Why aren’t we painting more? Why don’t we give our buildings – or apportion huge swaths of their exteriors – to our students? With oversight from a committee of students, teachers, admin, parents, and neighborhood stakeholders, surely we could run STEM and arts design competitions to solicit student proposals for transforming our staid school houses into pieces of pop art. Older students could mentor younger students in determining areas to be covered, the amount and type of paint needed for outdoor use, and in preparing student criteria, design mock-ups, and proposals for review committees. Local history and current events could factor into students’ designs, as could students’ passions and visions of the future. Students could design and propose in the fall, run experiments on paints and surfaces during the winter, and paint in the spring.

Committees could also recruit local artists to serve as pro-bono project managers for student painting. Parent and community volunteers could help students execute their designs.

New schools could be designed as canvases and built according to a schedule that allows incoming students to paint the buildings before they open. Schools no longer need look the same.

Separate Licensure & Certification

Let’s run the background checks and screen the resumes and put together incredible interview questions, but let’s also give principals and local school-boards the power to grant 1-year, project-based licenses to field-tested professionals matched to school needs, renewable for up to 3 years before candidates have to either commit to certification in partnership with their home division, or find another division with which to partner.

Consider mathematics hiring in secondary schools. There seems to be a perpetual shortage of highly qualified math teachers. Let’s allow principals to exercise their judgment in hiring field practitioners who can bring their tools and habits of mind to our classrooms.  Let’s hook the most promising teachers of these professionals on the rewards of working with children and serving the greater good. Let principals match professionals to schools’ needs and initiatives. Give principals the authority to release licensed, uncertified personnel quickly if things don’t work out while giving schools the chance to staff hard to fill positions with content area experts.

Given the dynamic nature of our work and the financial enticements of admin and private-sector jobs, career teachers are invaluable and must be supported in their professional development and retained.

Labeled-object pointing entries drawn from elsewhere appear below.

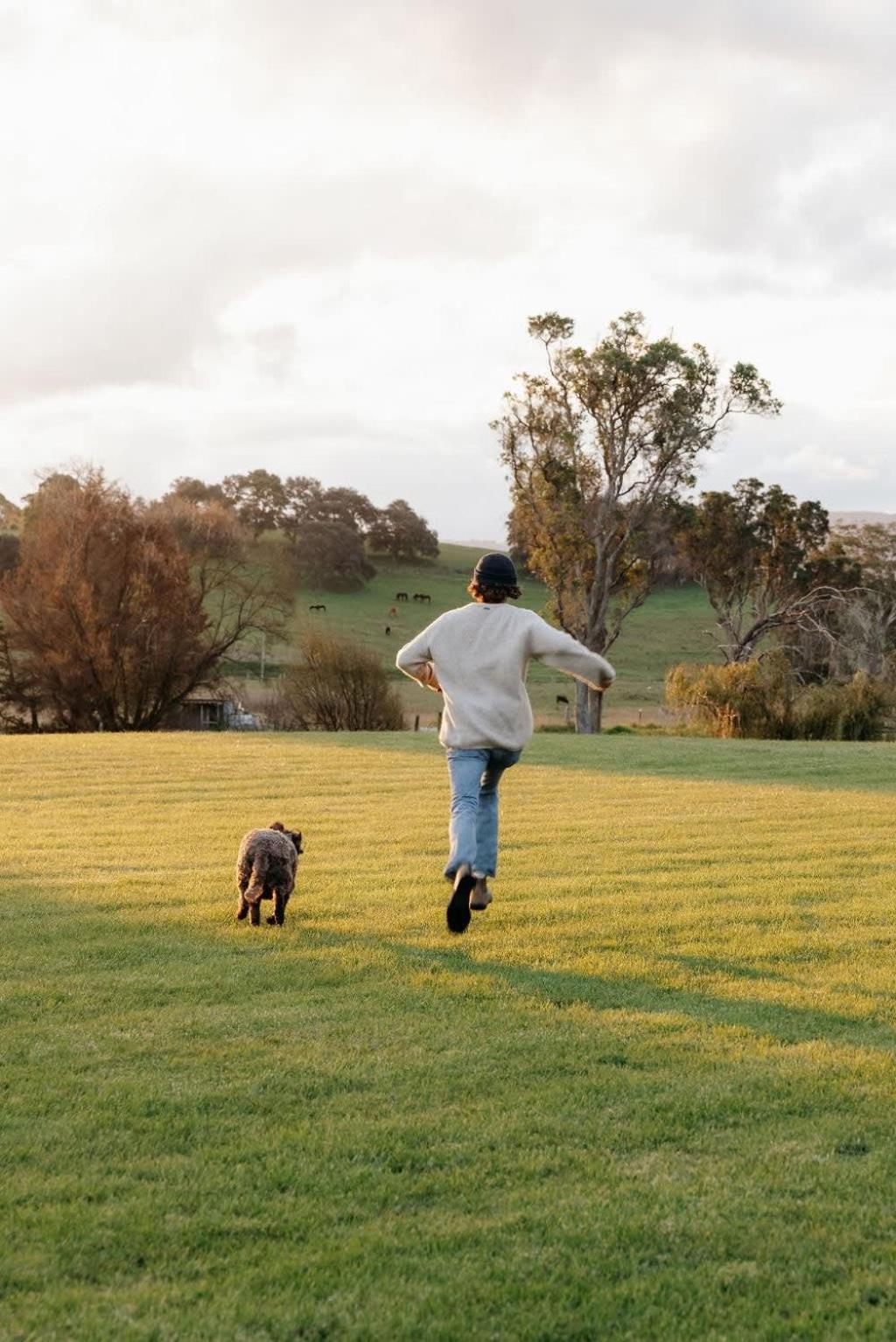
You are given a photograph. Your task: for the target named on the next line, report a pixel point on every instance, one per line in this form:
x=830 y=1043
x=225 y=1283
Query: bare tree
x=337 y=686
x=765 y=565
x=596 y=447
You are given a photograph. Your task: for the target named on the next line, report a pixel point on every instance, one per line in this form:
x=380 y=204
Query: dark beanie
x=495 y=570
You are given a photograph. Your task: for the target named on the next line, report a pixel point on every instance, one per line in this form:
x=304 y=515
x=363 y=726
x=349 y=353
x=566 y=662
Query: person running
x=476 y=658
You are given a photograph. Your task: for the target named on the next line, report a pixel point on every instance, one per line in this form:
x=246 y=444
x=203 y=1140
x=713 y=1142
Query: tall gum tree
x=597 y=447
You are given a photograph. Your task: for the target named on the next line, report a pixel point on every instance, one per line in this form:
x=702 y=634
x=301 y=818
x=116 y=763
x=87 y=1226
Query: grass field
x=674 y=626
x=648 y=1095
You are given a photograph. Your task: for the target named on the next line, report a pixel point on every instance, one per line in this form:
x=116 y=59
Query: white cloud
x=309 y=238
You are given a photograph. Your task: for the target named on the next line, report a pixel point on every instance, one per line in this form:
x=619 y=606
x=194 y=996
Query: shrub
x=764 y=698
x=337 y=686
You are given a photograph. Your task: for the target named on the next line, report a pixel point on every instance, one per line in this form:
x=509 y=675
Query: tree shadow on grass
x=813 y=765
x=118 y=947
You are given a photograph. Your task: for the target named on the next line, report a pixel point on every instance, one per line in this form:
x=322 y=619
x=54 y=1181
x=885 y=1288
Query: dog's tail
x=256 y=887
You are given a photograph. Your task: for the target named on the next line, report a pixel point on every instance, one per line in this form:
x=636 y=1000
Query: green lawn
x=674 y=626
x=648 y=1095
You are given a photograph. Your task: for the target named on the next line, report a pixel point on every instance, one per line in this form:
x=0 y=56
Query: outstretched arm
x=566 y=654
x=415 y=659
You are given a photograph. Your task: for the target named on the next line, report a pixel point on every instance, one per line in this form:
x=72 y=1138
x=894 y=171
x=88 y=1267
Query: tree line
x=116 y=610
x=332 y=533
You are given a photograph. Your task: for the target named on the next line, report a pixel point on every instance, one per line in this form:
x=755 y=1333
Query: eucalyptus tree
x=598 y=446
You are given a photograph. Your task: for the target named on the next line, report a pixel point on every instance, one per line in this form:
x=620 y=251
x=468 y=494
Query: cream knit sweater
x=478 y=656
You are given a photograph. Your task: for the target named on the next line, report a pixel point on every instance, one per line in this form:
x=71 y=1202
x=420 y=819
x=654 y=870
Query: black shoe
x=458 y=910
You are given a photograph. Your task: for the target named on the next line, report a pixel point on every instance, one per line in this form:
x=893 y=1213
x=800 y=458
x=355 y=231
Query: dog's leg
x=243 y=884
x=279 y=907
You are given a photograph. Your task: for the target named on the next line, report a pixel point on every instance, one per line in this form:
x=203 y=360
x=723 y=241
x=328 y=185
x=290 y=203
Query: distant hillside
x=674 y=626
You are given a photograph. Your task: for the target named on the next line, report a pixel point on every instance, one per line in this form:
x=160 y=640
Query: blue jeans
x=473 y=807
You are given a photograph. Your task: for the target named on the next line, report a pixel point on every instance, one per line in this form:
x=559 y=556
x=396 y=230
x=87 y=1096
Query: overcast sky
x=269 y=233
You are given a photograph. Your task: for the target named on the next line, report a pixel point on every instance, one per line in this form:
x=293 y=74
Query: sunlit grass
x=649 y=1094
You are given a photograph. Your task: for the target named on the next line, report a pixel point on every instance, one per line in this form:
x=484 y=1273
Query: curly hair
x=493 y=595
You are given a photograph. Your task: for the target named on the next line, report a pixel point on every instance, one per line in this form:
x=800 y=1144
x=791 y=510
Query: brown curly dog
x=266 y=870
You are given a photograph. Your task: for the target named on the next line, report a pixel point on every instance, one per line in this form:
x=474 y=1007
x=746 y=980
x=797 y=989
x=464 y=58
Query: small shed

We also need to create more of them and let the profession evolve to retain them. In the meantime, we have a generation of students depending on us to provide them with an authentic education that connects their inseparably lives to learning. I say we give exemplar professionals living in our communities a shot at sharing that work with us.

Comments 2

  1. Mary Worrell wrote:

    Sign me up! I would so teach here.

    Posted 14 Jan 2010 at 3:52 pm
  2. Meredith (@msstewart) wrote:

    Great ideas, Chad!

    Our school has an Art to Share club. Teachers can apply to have the club members paint the ceiling tiles in their rooms. My favorite is a Starry Nights-esque theme.